Northmen, the Russian Northmen out of the Black Sea and the Northmen of

the west.

Map: Europe at the death of Charlemagne—814

Hemmed in by these more vigorous and aggressive peoples, amidst forces

they did not understand and dangers they could not estimate,

Charlemagne and after him a series of other ambitious spirits took up

the futile drama of restoring the Western Empire under the name of the

Holy Roman Empire. From the time of Charlemagne onward this idea

obsessed the political life of Western Europe, while in the East the

Greek half of the Roman power decayed and dwindled until at last

nothing remained of it at all but the corrupt trading city of

Constantinople and a few miles of territory about it. Politically the

continent of Europe remained traditional and uncreative from the time

of Charlemagne onward for a thousand years.

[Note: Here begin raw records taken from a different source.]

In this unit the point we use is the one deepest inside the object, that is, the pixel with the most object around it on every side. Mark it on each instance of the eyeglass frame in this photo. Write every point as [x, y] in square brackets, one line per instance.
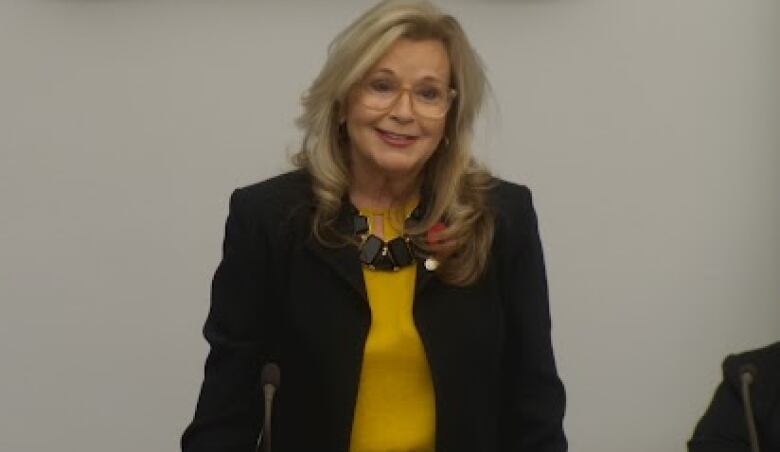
[451, 94]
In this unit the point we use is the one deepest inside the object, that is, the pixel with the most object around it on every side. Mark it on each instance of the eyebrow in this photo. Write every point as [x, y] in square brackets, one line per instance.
[426, 78]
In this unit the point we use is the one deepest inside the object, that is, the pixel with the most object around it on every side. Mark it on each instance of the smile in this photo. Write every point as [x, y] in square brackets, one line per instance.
[396, 139]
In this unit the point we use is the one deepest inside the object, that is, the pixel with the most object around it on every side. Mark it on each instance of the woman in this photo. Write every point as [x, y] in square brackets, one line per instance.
[398, 286]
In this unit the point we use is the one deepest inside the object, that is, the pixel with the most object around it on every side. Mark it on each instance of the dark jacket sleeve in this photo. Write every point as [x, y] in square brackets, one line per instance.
[228, 416]
[534, 398]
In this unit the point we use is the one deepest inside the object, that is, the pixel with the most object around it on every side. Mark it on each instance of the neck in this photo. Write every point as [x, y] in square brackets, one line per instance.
[373, 189]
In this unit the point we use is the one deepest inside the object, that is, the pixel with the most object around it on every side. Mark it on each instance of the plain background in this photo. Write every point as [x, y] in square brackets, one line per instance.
[648, 131]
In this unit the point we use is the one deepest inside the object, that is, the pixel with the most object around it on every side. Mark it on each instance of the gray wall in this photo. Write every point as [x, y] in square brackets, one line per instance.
[648, 131]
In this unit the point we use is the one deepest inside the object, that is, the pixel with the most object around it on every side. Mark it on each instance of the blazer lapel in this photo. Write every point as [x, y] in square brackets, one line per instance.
[344, 261]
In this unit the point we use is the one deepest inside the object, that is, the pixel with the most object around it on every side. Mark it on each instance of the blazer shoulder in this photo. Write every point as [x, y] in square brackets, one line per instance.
[509, 198]
[275, 198]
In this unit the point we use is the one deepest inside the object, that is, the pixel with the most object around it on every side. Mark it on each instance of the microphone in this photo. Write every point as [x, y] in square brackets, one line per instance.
[747, 375]
[269, 379]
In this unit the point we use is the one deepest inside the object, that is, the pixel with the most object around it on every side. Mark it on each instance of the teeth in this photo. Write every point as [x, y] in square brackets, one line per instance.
[395, 135]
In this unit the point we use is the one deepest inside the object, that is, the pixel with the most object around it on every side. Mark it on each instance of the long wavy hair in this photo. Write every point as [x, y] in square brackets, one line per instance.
[455, 186]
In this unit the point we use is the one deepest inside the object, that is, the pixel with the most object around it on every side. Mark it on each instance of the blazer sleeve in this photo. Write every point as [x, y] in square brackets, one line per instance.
[229, 413]
[722, 428]
[534, 398]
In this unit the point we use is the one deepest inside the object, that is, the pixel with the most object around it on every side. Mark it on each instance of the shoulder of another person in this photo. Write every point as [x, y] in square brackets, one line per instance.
[765, 359]
[766, 384]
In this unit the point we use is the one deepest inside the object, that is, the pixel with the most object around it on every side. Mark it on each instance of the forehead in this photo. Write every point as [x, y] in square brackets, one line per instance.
[415, 60]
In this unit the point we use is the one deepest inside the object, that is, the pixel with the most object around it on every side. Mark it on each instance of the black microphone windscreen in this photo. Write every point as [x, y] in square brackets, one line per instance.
[270, 375]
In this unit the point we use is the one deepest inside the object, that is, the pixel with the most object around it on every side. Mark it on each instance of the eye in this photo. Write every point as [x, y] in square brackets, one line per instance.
[430, 93]
[381, 85]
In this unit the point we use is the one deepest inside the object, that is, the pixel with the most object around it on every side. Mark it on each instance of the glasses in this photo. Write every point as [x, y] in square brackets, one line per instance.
[429, 99]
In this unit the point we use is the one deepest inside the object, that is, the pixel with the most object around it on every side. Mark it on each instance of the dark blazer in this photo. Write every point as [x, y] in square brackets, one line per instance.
[278, 295]
[723, 427]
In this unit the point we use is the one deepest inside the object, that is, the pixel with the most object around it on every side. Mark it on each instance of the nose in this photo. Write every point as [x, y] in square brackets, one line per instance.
[402, 109]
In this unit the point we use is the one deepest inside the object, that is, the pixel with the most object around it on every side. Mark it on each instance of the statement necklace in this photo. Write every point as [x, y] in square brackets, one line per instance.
[399, 252]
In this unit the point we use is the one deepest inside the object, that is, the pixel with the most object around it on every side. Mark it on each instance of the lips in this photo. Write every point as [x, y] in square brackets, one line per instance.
[396, 139]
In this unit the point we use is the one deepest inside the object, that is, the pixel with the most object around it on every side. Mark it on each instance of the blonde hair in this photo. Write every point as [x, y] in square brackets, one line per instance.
[462, 206]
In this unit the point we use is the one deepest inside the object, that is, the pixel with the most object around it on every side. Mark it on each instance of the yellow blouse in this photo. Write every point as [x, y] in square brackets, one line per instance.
[395, 408]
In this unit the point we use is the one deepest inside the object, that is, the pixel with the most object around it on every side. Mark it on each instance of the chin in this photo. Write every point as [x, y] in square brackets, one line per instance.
[393, 163]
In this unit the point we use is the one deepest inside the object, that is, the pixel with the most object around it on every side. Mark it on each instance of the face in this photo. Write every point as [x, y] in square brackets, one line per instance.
[398, 141]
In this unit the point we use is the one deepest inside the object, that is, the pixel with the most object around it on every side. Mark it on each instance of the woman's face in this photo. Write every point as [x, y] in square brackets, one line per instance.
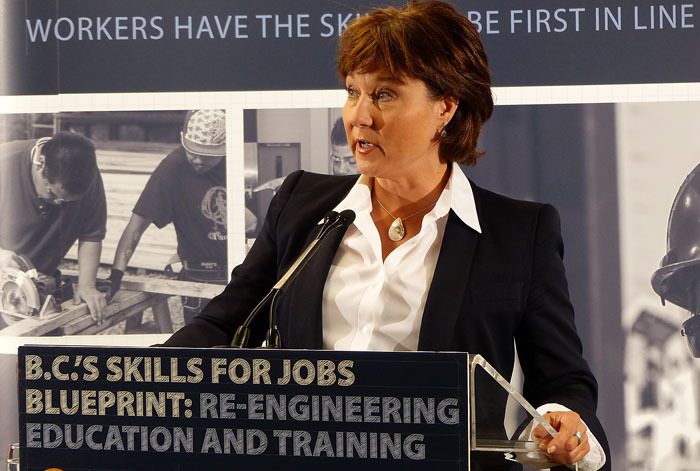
[392, 124]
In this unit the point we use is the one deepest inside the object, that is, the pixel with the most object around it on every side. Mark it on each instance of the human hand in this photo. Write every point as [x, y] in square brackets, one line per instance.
[95, 300]
[567, 447]
[8, 259]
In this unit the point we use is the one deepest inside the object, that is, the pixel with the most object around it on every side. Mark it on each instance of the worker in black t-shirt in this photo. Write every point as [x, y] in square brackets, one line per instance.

The name of Charlemagne looms large in European history but his

personality is but indistinctly seen. He could not read nor write, but

he had a considerable respect for learning; he liked to be read aloud

to at meals and he had a weakness for theological discussion. At his

winter quarters at Aix-la- Chapelle or Mayence he gathered about him a

number of learned men and picked up much from their conversation. In

the summer he made war, against the Spanish Saracens, against the Slavs

and Magyars, against the Saxons, and other still heathen German tribes.

It is doubtful whether the idea of becoming Cæsar in succession to

Romulus Augustulus occurred to him before his acquisition of North

Italy, or whether it was suggested to him by Pope Leo III, who was

anxious to make the Latin Church independent of Constantinople.

There were the most extraordinary manœuvres at Rome between the Pope

and the prospective emperor in order to make it appear or not appear as

if the Pope gave him the imperial crown. The Pope succeeded in

crowning his visitor and conqueror by surprise in St. Peter’s on

Christmas Day 800 A.D. He produced a crown, put it on the head of

Charlemagne and hailed him Cæsar and Augustus. There was great

applause among the people. Charlemagne was by no means pleased at the

way in which the thing was done, it rankled in his mind as a defeat;

and he left the most careful instructions to his son that he was not to

let the Pope crown him emperor; he was to seize the crown into his own

hands and put it on his own head himself. So at the very outset of

this imperial revival we see beginning the age-long dispute of Pope and

Emperor for priority. But Louis the Pious, the son of Charlemagne,

disregarded his father’s instructions and was entirely submissive to

the Pope.

The empire of Charlemagne fell apart at the death of Louis the Pious

and the split between the French-speaking Franks and the

German-speaking Franks widened. The next emperor to arise was Otto,

the son of a certain Henry the Fowler, a Saxon, who had been elected

King of Germany by an assembly of German princes and prelates in 919.

Otto descended upon Rome and was crowned emperor there in 962. This

Saxon line came to an end early in the eleventh century and gave place

to other German rulers. The feudal princes and nobles to the west who

spoke various French dialects did not fall under the sway of these

German emperors after the Carlovingian line, the line that is descended

from Charlemagne, had come to an end, and no part of Britain ever came

into the Holy Roman Empire. The Duke of Normandy, the King of France

and a number of lesser feudal rulers remained outside. In 987 the

Kingdom of France passed out of the possession of the Carlovingian line

into the hands of Hugh Capet, whose descendants were still reigning in

the eighteenth century. At the time of Hugh Capet the King of France

ruled only a comparatively small territory round Paris.

In 1066 England was attacked almost simultaneously by an invasion of

the Norwegian Northmen under King Harold Hardrada and by the Latinized

Northmen under the Duke of Normandy. Harold King of England defeated

the former at the battle of Stamford Bridge, and was defeated by the

latter at Hastings. England was conquered by the Normans, and so cut

off from Scandinavian, Teutonic and Russian affairs, and brought into

the most intimate relations and conflicts with the French. For the next

four centuries the English were entangled in the conflicts of the

French feudal princes and wasted upon the fields of France.